Марианна… Он взглянул на окно, но женщина исчезла. За стеклом теперь маячил мужской силуэт.
— Все в порядке. Кто тебя предупредил?
— Я дружу с директором банка… («Ну конечно, — подумал Сервас, — она же сказала, что всех здесь знает».) Мартен… (Сервас услышал, как она вздохнула.) Прости за вчерашнее… я знаю, ты делаешь все, что в твоих силах, я… прости меня.
— Мне нужно идти, я тебе перезвоню, — сказал он и снова переключил внимание на дом.
Одна из застекленных дверей открылась, и на террасу, защищенную от непогоды плоской бетонной крышей, вышел человек.
— Кто вы?
— Майор Сервас, уголовная полиция. — Сервас достал значок и начал подниматься по ступеням. — Вы Поль Лаказ?
Мужчина улыбнулся.
— Собственной персоной. Не смотрите телевизор, майор?

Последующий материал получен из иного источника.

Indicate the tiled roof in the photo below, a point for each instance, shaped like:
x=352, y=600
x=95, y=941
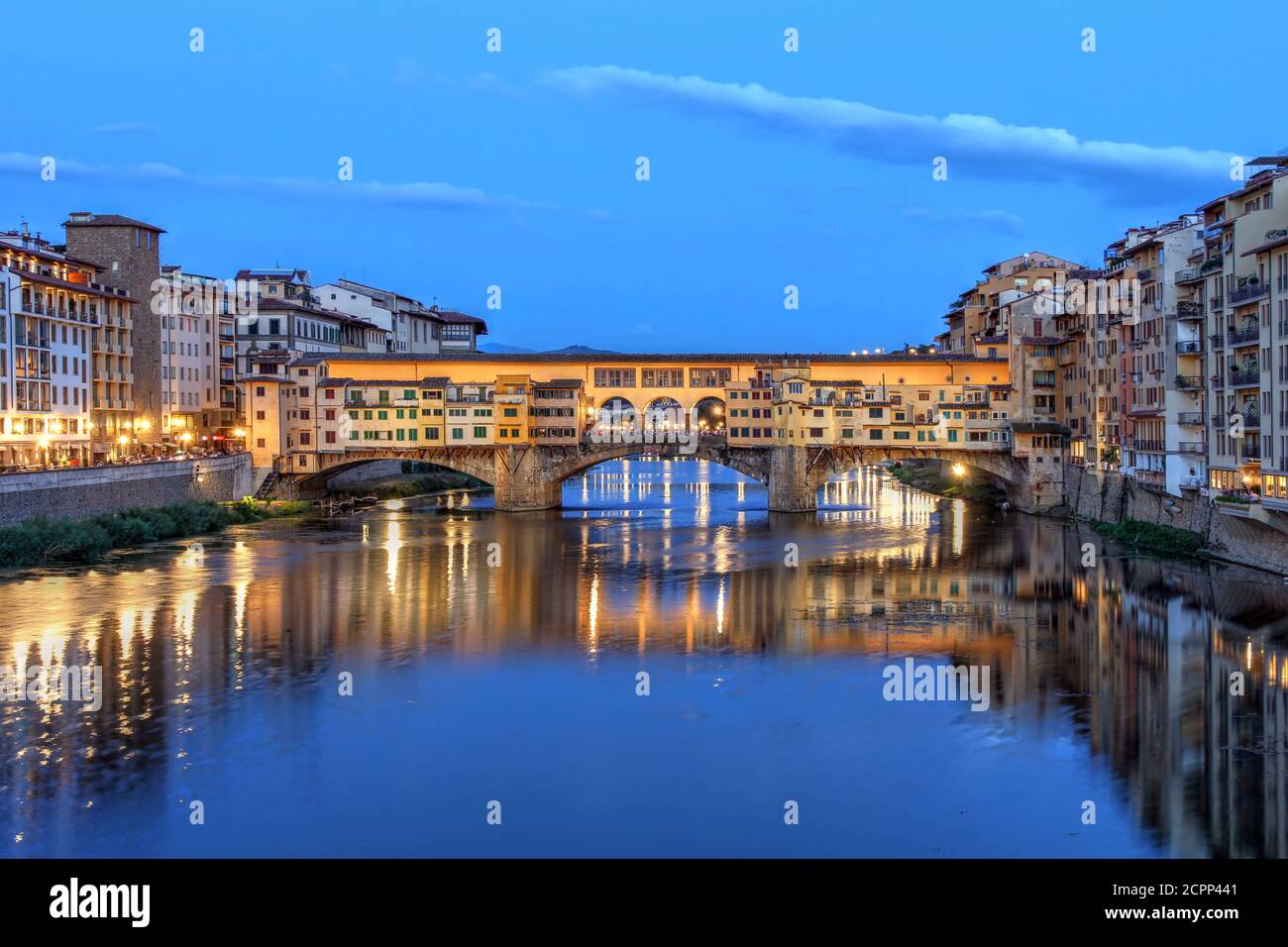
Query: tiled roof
x=639, y=357
x=111, y=221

— Вообще-то, нет. Но я только что слушал ваше выступление по радио, и оно показалось мне очень интересным.
— Что вас сюда привело?
Сервас укрылся от дождя и взглянул на хозяина дома. Сорок лет. Среднего роста, крепкий, по виду — в хорошей физической форме. На Лаказе была толстовка с капюшоном, он напоминал боксера после тренировки, каковым, по сути, и был. Боксер с сильным ударом. Боец. Из тех, кто предпочтет удар уклонению. Толстовка отличалась от той, что была на человеке на записи, но это ничего не значило.
— Вы не догадываетесь?
Взгляд политика стал чуть менее дружелюбным.
— Клер Дьемар, — подсказал Сервас.
Депутат на мгновение застыл — как окаменел.
— Что-то случилось, дорогой? — произнес женский голос у них за спиной.
— Не волнуйся, милая, этот господин из полиции, он расследует убийство, и поскольку я депутат Национального собрания от нашего города…
Лаказ бросил на сыщика выразительный взгляд. Женщина вышла на террасу, и Сервас увидел, что на ней парик, повязанный сверху платком. Бровей на лице не было — точнее, были, но нарисованные черным карандашом. Даже серый сумрак дождливого дня не мог скрыть, как плохо она выглядит, хотя когда-то наверняка была очень красива. Они обменялись рукопожатием, и Сервас машинально отметил про себя, какая невесомая у нее ладонь. Болезнь забрала силы, высосала всю энергию.